Pitino is in the third year of a three-year rebuilding plan, but he long ago admitted the original plan went out the window almost immediately when the Celtics failed to draw Tim Duncan in the draft lottery shortly after Pitino left Kentucky for Boston in 1997.

This year's team is 23-34 and tied for 10th in the Eastern Conference, giving Pitino a 78-111 record in Boston and virtually assuring him of more losing seasons here than in all of his previous college and pro head coaching stints combined.

Part of the problem is that the team he inherited from M.L. Carr conceded the 1996-97 season -- going a franchise-worst 15-67 -- in an effort to get Duncan, then failed at that, too. And part of the problem is the NBA's salary cap and Pitino's struggle to build within its constraints.

What seems to concern fans is there is no end in sight. And to that, Pitino had no answer.

"There are no quick solutions on this basketball team. If there were, I'd take the quickest one we could find," he said.

"The solution is very tough with the situation we acquired. And there may not be a solution in certain scenarios. That's the part that's difficult. There may not be a solution."

The Celtics lost 96-94 to Toronto on Wednesday night on Vince Carter's buzzer-beating 3-pointer. Asked what he said to the team after two tough defeats -- Boston blew a 20-point lead to Dallas on Monday -- Pitino immediately grew animated in his criticism of fans and media who are growing impatient with his rebuilding program.

"Larry Bird is not walking through that door, fans. Kevin McHale is not walking through that door, and Robert Parish is not walking through that door," Pitino said of the Big Three that won three NBA titles in the 1980s.

"What we are is young, exciting, hardworking and going to improve. People don't realize that.

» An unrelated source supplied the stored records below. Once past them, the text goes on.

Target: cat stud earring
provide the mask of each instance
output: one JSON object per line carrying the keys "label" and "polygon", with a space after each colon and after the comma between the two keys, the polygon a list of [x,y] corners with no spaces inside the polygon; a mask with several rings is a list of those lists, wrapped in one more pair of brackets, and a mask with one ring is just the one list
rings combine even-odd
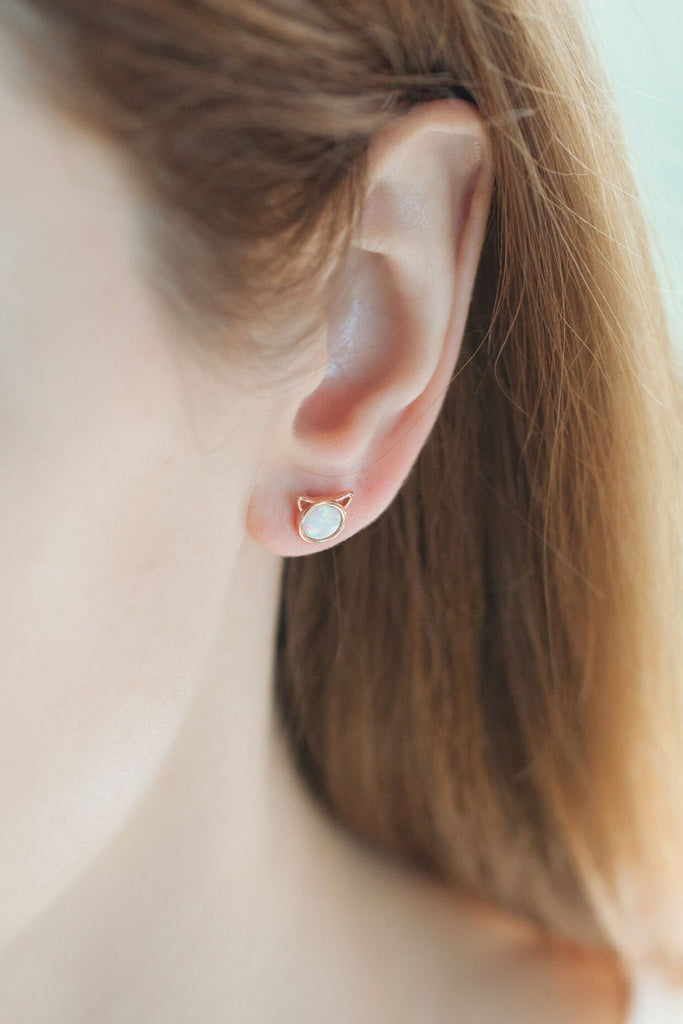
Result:
{"label": "cat stud earring", "polygon": [[353,491],[345,491],[338,498],[308,498],[300,494],[296,499],[299,536],[312,544],[332,540],[344,529],[352,497]]}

And as soon as they realize that those three guys are not coming through that door, the better this town will be for all of us.

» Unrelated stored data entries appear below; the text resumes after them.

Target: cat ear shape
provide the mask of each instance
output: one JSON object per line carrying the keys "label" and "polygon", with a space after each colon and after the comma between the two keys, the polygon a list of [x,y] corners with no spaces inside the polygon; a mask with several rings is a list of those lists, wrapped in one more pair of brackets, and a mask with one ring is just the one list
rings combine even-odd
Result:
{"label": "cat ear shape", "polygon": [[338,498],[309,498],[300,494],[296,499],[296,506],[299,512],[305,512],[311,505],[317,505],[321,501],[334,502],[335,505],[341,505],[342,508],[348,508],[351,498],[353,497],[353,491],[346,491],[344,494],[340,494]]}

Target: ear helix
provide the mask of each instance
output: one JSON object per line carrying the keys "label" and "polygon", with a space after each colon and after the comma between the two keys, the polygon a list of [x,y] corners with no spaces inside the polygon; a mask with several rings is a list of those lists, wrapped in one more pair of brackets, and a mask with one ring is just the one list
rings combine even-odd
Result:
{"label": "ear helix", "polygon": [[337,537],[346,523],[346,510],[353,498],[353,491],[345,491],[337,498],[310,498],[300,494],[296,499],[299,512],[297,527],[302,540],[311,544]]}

"There are young guys in that room playing (hard). I wish we had 90 million under the salary cap. I wish we could buy the world. We can't. The only thing we can do is work hard, and all this negativity that's in this town (stinks)."

Pitino reminded that former Red Sox stars Jim Rice and Carl Yastrzemski were booed at times by the hometown fans.

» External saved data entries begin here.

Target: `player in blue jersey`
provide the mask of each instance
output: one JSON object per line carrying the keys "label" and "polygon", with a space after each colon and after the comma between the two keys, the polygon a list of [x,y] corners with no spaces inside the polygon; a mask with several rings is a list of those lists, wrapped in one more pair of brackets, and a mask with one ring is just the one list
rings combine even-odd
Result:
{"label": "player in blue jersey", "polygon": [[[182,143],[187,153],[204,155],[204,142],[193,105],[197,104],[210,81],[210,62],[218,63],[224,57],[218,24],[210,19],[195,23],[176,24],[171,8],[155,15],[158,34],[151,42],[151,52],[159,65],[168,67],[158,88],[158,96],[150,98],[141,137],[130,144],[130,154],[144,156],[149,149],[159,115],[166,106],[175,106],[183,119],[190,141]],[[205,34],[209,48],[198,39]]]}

"It stinks," he said. "It makes the greatest town -- greatest city -- in the world, lousy."

A day later, Pitino refused to back off his comments except to say that he didn't think they were "earth-shattering."

"I said what I felt," the coach said. "That (patience) is the way a young team's going to get help. It's the only way a young team's going to improve."

Pitino seemed to be reacting to a fan who confronted him as he left the floor Wednesday night and loudly suggested that he teach his players to shoot free throws. The Celtics were 18-for-31 from the line against Toronto, and Vitaly Potapenko missed two shots with 3.5 seconds left to allow the Raptors one last chance.

"That's what we're trying to do all day long," Pitino laughed sarcastically, "we try to miss our free throws."

Pitino said it wasn't the fans as much as Carter's shot, which evoked memories of Christian Laettner's game-winner over Kentucky in the 1992 NCAA tournament. Like Laettner, Carter patiently dribbled into position before hitting a turnaround jumper.

"I think what put me over the top," he said, perhaps half-joking, "was it brought back memories of that shot."